In the realm of quantum cryptography, the BB84 protocol[1] stands as a foundational milestone for secure communication. Conceived by Charles Bennett and Gilles Brassard in 1984, BB84 enables two parties, commonly referred to as Alice and Bob, to establish a shared secret key over a quantum channel, with the remarkable ability to detect any eavesdropping attempt by a third party, Eve. The protocol begins with Alice generating a random sequence of bits and encoding each one into a qubit using one of two possible bases: rectilinear (0 | 1) or diagonal (+ | -). These qubits are then transmitted to Bob, who measures each using a randomly chosen basis of his own. After the transmission, Alice and Bob publicly compare the bases they used—without revealing the actual bit values—and discard all bits where their bases didn’t match. The remaining bits form the raw key, which can be further refined through classical postprocessing including error correction and privacy amplification. In this post, we will focus on the quantum part of BB84 protocol.

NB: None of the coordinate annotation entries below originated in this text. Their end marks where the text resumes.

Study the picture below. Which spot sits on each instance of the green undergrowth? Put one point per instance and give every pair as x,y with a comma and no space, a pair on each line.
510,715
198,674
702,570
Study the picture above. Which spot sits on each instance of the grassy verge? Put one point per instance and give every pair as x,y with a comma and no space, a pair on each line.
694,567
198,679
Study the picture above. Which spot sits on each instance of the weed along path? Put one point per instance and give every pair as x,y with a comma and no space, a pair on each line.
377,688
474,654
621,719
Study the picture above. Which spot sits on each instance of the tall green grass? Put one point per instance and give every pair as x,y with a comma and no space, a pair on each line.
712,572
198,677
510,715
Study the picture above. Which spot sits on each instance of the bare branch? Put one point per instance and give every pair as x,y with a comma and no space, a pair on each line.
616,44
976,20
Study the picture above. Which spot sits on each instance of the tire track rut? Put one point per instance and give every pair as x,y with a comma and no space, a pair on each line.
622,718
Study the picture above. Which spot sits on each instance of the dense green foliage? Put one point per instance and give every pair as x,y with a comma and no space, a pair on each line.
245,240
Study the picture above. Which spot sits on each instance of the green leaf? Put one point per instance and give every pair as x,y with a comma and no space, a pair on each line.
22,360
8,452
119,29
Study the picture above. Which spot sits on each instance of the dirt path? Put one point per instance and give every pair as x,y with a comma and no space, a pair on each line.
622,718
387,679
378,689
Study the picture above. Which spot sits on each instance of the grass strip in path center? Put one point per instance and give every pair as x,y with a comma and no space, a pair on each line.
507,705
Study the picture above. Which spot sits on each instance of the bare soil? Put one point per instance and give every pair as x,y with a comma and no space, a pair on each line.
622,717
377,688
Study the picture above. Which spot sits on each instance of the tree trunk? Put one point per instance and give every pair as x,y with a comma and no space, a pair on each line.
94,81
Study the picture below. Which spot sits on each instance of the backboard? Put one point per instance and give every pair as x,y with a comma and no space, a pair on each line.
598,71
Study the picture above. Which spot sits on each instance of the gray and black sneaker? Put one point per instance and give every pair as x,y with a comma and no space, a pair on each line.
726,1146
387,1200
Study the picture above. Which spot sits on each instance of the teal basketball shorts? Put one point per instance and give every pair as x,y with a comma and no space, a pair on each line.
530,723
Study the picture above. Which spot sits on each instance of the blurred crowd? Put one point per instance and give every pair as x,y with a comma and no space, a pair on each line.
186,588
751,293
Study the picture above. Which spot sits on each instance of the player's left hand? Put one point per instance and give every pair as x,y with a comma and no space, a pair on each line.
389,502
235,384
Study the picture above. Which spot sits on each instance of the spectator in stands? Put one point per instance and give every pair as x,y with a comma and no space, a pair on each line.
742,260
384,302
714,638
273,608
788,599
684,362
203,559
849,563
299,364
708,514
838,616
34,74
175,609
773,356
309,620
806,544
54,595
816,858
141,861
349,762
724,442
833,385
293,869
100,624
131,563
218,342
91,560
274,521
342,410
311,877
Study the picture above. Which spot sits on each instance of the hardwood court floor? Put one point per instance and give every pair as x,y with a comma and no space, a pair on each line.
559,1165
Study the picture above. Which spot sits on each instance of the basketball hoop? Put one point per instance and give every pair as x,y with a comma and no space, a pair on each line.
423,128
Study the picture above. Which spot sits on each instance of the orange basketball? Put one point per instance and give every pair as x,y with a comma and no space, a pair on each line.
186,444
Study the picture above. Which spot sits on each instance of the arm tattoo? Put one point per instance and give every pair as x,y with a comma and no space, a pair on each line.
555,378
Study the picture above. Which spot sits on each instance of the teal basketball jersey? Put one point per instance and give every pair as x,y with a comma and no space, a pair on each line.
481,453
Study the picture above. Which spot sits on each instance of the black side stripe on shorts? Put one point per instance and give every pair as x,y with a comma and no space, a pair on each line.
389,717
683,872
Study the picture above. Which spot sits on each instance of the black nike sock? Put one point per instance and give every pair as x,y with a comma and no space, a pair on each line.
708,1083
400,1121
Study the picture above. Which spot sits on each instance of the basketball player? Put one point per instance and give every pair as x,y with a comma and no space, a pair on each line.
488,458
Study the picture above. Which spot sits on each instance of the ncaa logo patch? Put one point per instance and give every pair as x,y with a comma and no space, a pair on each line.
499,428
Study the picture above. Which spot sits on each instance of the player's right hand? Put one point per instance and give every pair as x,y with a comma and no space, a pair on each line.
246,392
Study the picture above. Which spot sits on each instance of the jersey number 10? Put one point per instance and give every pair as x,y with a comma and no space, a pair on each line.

Figure 1. Table for 10 bit key distribution through BB84 protocol, including chosen basis, quantum states in each part of the quantum channel and measured bits.

What makes BB84 truly powerful is its built-in mechanism for detecting intrusions. If Eve attempts an intercept-resend attack—measuring each qubit and sending a new one to Bob—she inevitably introduces errors due to the probabilistic nature of quantum measurement. Since Bob doesn’t know the basis Alice used, he has a 50% chance of choosing the right one. Let focus on this situation, since at the end of the protocol, Bob and Alice will only keep the bits measured in the same basis. Again, since Eve doesn’t know the basis Alice and Bob used, she has a 50% chance of choosing the wrong one. In this situation, the probability for Bob to measure the same bit Alice sent is 50%. This double mismatch leads to a 25% error rate in the bits where Alice and Bob’s bases coincide. This threshold is critical: if the quantum bit error rate (QBER) exceeds 25%, Alice and Bob can confidently infer the presence of an eavesdropper and abort the key generation process.

While BB84 remains the most widely studied and implemented QKD protocol, it is far from the only one. Alternatives like E91, which uses entangled photon pairs, and B92, a simplified version with fewer states, offer different trade-offs in terms of efficiency and security. More advanced protocols, such as decoy-state methods, have been developed to counter specific attacks in real-world implementations. Despite these innovations, quantum key distribution still faces significant challenges. Photon loss over long distances and the difficulty of integrating quantum systems into existing infrastructure all pose barriers to widespread adoption. Moreover, scaling QKD to global networks requires breakthroughs in quantum repeaters and satellite-based communication.